In the two years between the breakup of Swear Jar and the start of Xiu Xiu, Stewart’s life turned tragic: He lost close friends to drug addiction, he was faced with the realities of the lives of “at risk” children and his mother died. These experiences are the springboard for Knife Play. The lyrics, the instrumental and vocal shrapnel that shred the album are as sincere as they are out of control. Looking at the sticker, it’s difficult to gauge exactly what the Smiths, Sabbath and gamelan music have to do with it. Xiu Xiu is an orchestra containing all of the above conducted by a distraught maniac. “Don Diasco” (named after accordionist and Swear Jar/Xiu Xiu member Don Dias) comes in with a gamelan beat, hopelessly distorted keyboards and moaning, shrieking vocals spitting out lyrics so garbled with desperation that the specifics of this suffering are lost in mystery: “It’s always the same; nothing happened / I cross my wrist now you shut up!” This is followed by “I Broke Up (SJ),” which contains the first of Jamie’s full-out screams and the memorable lyric “This is the worst vacation ever / I am going to cut open your forehead with a roofing shingle.” Knife Play continues in this vein until “Suha,” a song of plaintive and staggering beauty. It begins calmly, a softly told story of a trapped and suicidal young woman, that leads to gently liberating guitars and horns that offer a faint glimmer of hope and escape.

A Promise finds Stewart and Xiu Xiu more balanced. His vocals are more up front and, free of distortion. The album opens with “Sad Girl” revamped as “Sad Pony Guerilla Girl,” with the sing-a-long chorus of “I like my job, I like my neighborhood, I like my gun / Driving my little car, I am your girl and I will protect you.” There’s a sense of pride on this album that distinguishes it from the shame spiral of Knife Play. Stewart and McCulloch have removed the haze and garble from Xiu Xiu’s debut with production that is clear as a bell. A danceable electronic pulse sends tracks like “Brooklyn Dodgers,” the most dynamic Xiu Xiu song to date, soaring on strings both synthetic and real, feeding into a guitar drone that fits the malicious mock apologies in the lyrics. A Promise does get carried away with a maudlin cover of Tracy Chapman’s “Fast Car” and some sloppy phrases (“I am the dumbest bitch on the planet,” doesn’t exactly inspire) but, when all is said and done, it firmly establishes Xiu Xiu as one of the more innovative and original acts currently in action.

While on tour for A Promise, Xiu Xiu’s van and all of the band’s equipment was stolen. Undaunted, Jamie pressed on alone as Xiu Xiu, playing one-man sets of the band’s songs on guitar and occasional hand organ. That inspired a new Xiu Xiu sound on the Fag Patrol EP, which revisits some old songs (including the Swear Jar track “Helsabot”) with a minimalist, acoustic approach. As it turned out, the new material, along with the acoustic numbers recorded for the split EP with The Jim Yoshii Pile- Up, were sketches for the next Xiu Xiu album.
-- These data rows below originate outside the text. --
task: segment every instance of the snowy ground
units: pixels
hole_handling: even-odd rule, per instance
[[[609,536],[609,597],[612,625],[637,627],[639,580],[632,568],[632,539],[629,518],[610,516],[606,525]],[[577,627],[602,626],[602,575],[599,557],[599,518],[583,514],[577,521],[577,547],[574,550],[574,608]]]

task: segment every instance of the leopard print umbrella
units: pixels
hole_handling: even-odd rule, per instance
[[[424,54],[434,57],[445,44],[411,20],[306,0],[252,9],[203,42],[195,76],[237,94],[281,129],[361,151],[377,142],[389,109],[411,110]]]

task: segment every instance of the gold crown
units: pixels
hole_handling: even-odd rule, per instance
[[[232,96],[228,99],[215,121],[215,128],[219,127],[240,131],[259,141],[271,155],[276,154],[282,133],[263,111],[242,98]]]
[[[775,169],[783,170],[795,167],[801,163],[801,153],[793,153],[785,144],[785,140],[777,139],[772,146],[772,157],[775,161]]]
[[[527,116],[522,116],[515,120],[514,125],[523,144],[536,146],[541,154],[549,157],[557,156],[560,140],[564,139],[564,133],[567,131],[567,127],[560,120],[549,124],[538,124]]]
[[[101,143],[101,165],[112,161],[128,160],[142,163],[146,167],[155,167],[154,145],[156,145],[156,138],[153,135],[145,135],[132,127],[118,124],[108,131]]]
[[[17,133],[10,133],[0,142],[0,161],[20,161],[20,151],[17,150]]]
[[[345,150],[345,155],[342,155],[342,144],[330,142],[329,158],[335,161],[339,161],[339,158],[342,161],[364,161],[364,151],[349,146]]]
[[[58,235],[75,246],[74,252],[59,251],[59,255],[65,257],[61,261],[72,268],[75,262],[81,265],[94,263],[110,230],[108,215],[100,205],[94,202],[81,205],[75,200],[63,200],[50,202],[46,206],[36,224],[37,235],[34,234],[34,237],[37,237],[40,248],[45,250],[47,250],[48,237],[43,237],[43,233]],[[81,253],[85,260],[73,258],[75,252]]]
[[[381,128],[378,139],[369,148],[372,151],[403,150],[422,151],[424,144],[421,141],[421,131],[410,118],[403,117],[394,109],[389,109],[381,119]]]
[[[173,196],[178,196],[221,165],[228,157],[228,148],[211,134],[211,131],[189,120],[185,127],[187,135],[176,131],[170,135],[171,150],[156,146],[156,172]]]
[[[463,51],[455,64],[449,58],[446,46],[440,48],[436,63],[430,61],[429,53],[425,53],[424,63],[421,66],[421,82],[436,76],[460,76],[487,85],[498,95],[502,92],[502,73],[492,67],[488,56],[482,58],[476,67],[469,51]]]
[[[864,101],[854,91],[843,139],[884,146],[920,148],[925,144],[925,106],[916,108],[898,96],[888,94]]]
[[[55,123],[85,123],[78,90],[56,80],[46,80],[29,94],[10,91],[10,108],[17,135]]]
The title track of Fabulous Muscles first appeared on Xiu Xiu & the Jim Yoshii Pile-Up. While gay porn/horror lyrics about a man begging a cruel lover to cremate him and keep his ashes under his workout bench is no breakthrough for the band, the real shift is in the pop structure. Foregoing the startling flourishes of the previous albums, Fabulous Muscles is as close as Xiu Xiu has gotten to radio-friendly. The inclusion of Stewart’s cousin Caralee McElroy in the band is undoubtedly part of the reason: she adds straightforward happiness to the instrumentals and a paean to her, “Little Panda McElroy,” is the album’s most sweetly intimate moment. For all the high school angst of the lyrics, “Crank Heart” is electro-pop, its joyful beeps cascading over the deep hum of keyboard bass and twitching beats. “I Love the Valley, Oh!” recalls the Cure’s heavy-guitar work and makes Stewart’s scream, once heartbreaking, into a battle cry for the Xiu Xiu audience.